PIN1 Attenuation Improves Midface Hypoplasia in a Mouse Model of Apert Syndrome

Abstract

Premature fusion of the cranial suture and midface hypoplasia are common features of syndromic craniosynostosis caused by mutations in the FGFR2 gene. The only treatment for this condition involves a series of risky surgical procedures designed to correct defects in the craniofacial bones, which must be performed until brain growth has been completed. Several pharmacologic interventions directed at FGFR2 downstream signaling have been tested as potential treatments for premature coronal suture fusion in a mouse model of Apert syndrome. However, there are no published studies that have targeted for the pharmacologic treatment of midface hypoplasia.
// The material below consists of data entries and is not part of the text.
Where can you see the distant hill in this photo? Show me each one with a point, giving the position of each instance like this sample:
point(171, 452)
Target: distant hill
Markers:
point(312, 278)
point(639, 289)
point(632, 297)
We used Fgfr2(S252W/+) knock-in mice as a model of Apert syndrome and morphometric analyses to identify causal hypoplastic sites in the midface region. Three-dimensional geometric and linear analyses of Fgfr2(S252W/+) mice at postnatal day 0 demonstrated distinct morphologic variance. The premature fusion of anterior facial bones, such as the maxilla, nasal, and frontal bones, rather than the cranium or cranial base, is the main contributing factor toward the anterior-posterior skull length shortening. The cranial base of the mouse model had a noticeable downward slant around the intersphenoid synchondrosis, which is related to distortion of the airway. Within a skull, the facial shape variance was highly correlated with the cranial base angle change along Fgfr2 S252W mutation-induced craniofacial anomalies. The inhibition of an FGFR2 downstream signaling enzyme, PIN1, via genetic knockdown or use of a PIN1 inhibitor, juglone, attenuated the aforementioned deformities in a mouse model of Apert syndrome. Overall, these results indicate that FGFR2 signaling is a key contributor toward abnormal anterior-posterior dimensional growth in the midface region. Our study suggests a novel therapeutic option for the prevention of craniofacial malformations induced by mutations in the FGFR2 gene.